De facto, ao apelar ao «objectivo a alcançar com a actuação empreendida», o CPA introduz como
vector de aferição da actuação, tanto dos particulares como da Administração, a
ideia de que os comportamentos correspondam à verdade material, e não à mera
verdade formal, vector que não se encontra, de forma alguma, no princípio da
proporcionalidade, que mais opera uma ponderação da medida, necessidade e
adequação do comportamento, em função do fim, do que se preocupa com a verdade
material, que é uma exigência de Justiça.

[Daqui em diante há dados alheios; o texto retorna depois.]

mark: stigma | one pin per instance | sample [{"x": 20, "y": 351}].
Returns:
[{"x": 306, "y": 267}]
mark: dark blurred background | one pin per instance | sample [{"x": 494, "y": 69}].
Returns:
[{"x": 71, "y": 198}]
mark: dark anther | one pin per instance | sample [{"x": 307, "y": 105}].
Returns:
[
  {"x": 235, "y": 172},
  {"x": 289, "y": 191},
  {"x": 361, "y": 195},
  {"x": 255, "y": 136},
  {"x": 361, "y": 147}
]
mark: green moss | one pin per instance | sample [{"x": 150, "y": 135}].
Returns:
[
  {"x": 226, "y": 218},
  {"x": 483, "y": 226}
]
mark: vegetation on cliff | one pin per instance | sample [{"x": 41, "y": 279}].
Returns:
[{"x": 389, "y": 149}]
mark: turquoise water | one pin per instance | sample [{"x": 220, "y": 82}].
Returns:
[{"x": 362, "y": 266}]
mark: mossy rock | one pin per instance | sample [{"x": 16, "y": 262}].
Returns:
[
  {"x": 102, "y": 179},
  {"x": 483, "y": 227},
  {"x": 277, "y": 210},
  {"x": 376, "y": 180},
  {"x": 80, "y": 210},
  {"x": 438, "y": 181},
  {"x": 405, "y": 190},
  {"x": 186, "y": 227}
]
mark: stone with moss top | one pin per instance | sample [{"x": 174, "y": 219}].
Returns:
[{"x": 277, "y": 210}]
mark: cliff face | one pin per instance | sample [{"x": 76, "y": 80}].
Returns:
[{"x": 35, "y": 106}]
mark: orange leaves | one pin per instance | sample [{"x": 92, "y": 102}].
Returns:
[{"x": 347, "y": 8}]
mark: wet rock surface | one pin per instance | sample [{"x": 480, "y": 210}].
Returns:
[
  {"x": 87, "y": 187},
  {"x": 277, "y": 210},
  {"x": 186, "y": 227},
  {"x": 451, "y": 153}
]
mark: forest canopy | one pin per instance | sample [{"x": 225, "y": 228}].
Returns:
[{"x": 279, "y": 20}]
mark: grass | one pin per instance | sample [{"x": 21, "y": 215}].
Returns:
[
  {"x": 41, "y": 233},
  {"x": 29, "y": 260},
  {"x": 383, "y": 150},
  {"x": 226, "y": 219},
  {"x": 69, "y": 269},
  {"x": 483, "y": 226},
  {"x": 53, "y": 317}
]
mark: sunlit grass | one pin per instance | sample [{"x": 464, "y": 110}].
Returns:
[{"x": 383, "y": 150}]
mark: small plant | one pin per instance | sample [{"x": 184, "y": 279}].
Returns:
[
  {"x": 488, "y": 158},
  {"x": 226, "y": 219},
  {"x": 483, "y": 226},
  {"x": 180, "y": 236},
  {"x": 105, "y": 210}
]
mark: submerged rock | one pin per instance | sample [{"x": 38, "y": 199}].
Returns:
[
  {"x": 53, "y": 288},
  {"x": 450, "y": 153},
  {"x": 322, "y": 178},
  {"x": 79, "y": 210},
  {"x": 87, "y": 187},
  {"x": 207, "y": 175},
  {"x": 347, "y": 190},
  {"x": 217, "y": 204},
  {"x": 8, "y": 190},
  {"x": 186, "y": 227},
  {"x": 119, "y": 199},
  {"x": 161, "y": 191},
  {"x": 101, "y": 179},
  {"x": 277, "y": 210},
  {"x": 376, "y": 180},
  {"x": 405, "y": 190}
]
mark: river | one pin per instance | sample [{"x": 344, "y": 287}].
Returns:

Embora afastando a ideia de que “os fins justificam os meios”, cremos que o subprincípio da
materialidade subjacente poderá trazer para a administração pública figuras
como as inalegabilidades formais (será inadmissível que a Administração ou o particular,
provocando o vício de forma de má fé, se possa prevalecer desse vício para
inquinar qualquer actuação administrativa) ou o desequilíbrio no exercício do
direito (quando a proporcionalidade, por qualquer razão, não permita trazer
equilíbrio à relação jurídica administrativa).
Bibliografia
AMARAL, Diogo Freitas do, et al., Código do Procedimento
Administrativo Anotado, 6.ª edição, Coimbra, Almedina, 2007.
AMARAL, Diogo Freitas do, Curso de Direito Administrativo, 2.ª edição, Coimbra,
Almedina, 2011.
BOTELHO, José Manuel Santos, et al., Código do Procedimento
Administrativo – Anotado e Comentado, 5ª edição, Coimbra, Almedina, 2002.
CORDEIRO, António Menezes, Da Boa Fé no Direito Civil, Volume I, 1ª edição,
Coimbra, Almedina, 1983..
MIRANDA, Jorge e MEDEIROS, Rui, Constituição da
República Portuguesa Anotada, 1ª edição, Coimbra, Coimbra Editora, 2007.
SOUSA, Marcelo Rebelo de, Direito Administrativo Geral, Tomo I, 3ª edição,
reimpressão, Publicações Dom Quixote, 2010.